Stephen Schwarzman is the founder, chairman, CEO of Blackstone Group and Schwarzman College is named after him.
In 2013, Schwarzman contributed $100 million to establish a full master’s scholarship with Tsinghua University. The one-year program is modeled after Oxford’s Rhodes Scholarship in the United Kingdom.
The Tsinghua scholarship was officially established in October 2015 and the first 110 recipients began their studies in September of 2016. Of these, 20 percent were from China, 40 percent from the United States, and 40 percent from elsewhere.
An additional $435 million of funding was provided by the United States, the United Kingdom, and China. Corporate donors included BP and Delta Air Lines.
According to some observers, Schwarzman established the college and the scholarships to create further networking opportunities with China’s communist elite. Others have pointed out that in 2007, the CCP had earlier acquired a $3 billion stake in the Blackstone Group.

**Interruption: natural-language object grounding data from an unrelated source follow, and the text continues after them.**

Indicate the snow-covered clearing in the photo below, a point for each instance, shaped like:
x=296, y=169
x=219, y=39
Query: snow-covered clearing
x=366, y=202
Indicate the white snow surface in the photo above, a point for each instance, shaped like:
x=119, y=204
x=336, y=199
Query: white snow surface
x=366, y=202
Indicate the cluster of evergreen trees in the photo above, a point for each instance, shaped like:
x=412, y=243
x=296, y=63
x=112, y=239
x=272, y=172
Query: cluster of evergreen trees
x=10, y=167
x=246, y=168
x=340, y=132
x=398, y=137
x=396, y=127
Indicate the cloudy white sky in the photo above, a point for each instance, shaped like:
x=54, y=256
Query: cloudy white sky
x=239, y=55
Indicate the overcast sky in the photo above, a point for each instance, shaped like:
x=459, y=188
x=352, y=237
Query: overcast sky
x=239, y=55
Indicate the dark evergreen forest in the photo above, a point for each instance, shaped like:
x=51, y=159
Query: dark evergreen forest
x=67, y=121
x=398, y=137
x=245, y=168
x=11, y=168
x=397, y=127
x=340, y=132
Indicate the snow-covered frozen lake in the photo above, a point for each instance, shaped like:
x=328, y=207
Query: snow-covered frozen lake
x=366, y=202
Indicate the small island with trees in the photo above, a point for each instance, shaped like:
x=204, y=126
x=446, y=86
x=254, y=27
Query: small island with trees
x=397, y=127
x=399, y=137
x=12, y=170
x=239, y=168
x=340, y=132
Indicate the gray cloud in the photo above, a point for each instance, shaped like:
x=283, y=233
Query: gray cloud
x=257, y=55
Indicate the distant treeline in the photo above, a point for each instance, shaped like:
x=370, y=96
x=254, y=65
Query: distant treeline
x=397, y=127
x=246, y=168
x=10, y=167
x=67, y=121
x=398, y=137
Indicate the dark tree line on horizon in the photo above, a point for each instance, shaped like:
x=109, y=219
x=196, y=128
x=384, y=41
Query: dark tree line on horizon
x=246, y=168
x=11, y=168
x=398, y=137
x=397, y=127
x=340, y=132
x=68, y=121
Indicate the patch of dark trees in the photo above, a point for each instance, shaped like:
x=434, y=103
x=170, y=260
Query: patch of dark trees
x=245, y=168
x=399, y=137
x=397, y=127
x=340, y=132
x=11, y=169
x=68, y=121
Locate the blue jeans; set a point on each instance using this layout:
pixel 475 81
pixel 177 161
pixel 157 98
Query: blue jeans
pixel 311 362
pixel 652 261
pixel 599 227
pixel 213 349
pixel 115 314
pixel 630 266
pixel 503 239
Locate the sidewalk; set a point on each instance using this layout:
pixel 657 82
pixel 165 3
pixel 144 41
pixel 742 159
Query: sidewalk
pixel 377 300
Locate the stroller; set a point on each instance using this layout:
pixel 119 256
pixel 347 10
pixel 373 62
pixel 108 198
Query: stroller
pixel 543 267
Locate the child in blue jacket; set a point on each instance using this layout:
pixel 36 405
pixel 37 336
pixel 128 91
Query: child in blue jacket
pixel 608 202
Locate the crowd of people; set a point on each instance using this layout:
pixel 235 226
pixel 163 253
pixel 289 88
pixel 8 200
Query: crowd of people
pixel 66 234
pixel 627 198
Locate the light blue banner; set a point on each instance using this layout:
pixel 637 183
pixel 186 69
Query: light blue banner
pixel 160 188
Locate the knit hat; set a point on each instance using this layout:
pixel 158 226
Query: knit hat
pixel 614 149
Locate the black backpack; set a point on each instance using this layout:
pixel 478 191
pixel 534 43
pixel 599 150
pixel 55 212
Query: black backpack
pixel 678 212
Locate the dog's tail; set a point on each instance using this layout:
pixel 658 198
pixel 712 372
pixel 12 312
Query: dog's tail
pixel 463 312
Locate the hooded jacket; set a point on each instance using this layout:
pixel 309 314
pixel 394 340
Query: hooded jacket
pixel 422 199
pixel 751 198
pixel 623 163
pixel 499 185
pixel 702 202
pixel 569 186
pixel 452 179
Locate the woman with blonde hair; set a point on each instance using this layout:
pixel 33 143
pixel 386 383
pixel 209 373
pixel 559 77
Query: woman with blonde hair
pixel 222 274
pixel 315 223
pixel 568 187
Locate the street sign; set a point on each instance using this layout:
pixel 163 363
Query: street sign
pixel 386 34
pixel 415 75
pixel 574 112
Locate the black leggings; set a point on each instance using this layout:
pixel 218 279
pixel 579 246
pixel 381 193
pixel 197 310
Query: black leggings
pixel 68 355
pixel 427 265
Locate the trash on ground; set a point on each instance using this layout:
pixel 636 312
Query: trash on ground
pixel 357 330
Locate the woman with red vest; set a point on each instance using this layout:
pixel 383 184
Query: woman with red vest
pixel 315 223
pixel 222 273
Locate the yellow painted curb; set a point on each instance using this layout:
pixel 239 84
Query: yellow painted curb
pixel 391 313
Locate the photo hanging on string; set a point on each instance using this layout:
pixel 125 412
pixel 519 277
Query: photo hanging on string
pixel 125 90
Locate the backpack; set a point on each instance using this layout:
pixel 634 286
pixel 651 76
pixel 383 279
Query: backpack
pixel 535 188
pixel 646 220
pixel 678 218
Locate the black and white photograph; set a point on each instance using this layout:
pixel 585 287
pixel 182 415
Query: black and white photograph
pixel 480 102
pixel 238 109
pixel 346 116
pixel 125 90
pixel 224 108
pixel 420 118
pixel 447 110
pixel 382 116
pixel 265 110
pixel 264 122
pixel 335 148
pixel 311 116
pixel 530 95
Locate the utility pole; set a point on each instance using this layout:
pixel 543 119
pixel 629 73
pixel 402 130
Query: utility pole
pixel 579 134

According to Chinese media The Time Weekly, Schwarzman College attracts outstanding foreign students who are “expected to become world-class political and business leaders.”
Much like China’s Confucius Institutes located in 134 countries, Schwarzman has been criticized as a being a conduit for expanding the CCP’s international influence.
Schwarzman has said he was not worried about the CCP interfering in the academic freedoms of students at the college because the project is supported by top party officials.
But the communist regime does maintain strict rules about what colleges and universities can teach. Those rules regulate the content of lessons in history and politics. Mandatorily excluded from textbooks and lectures is content about universal values, Western human rights, and the tenets of democracy.
Schwarzman College’s Chinese name is “Schwarzman Shuyuan”. “Shuyuan” means the Academy of Learning.
Li Yuanhua said that the essence of CCP’s education is authoritarianism, while the “Shuyuan,” which was popular during the Southern Song Dynasty in China, was characterized by “freely teaching different theories.” The Song Dynasty (960-1270) was perhaps the most open and intellectually brilliant era in China’s history.
Li said the CCP is masking the true essence of its authoritarian ideology to students by referring to Schwarzman College as “Schwarzman Shuyuan.”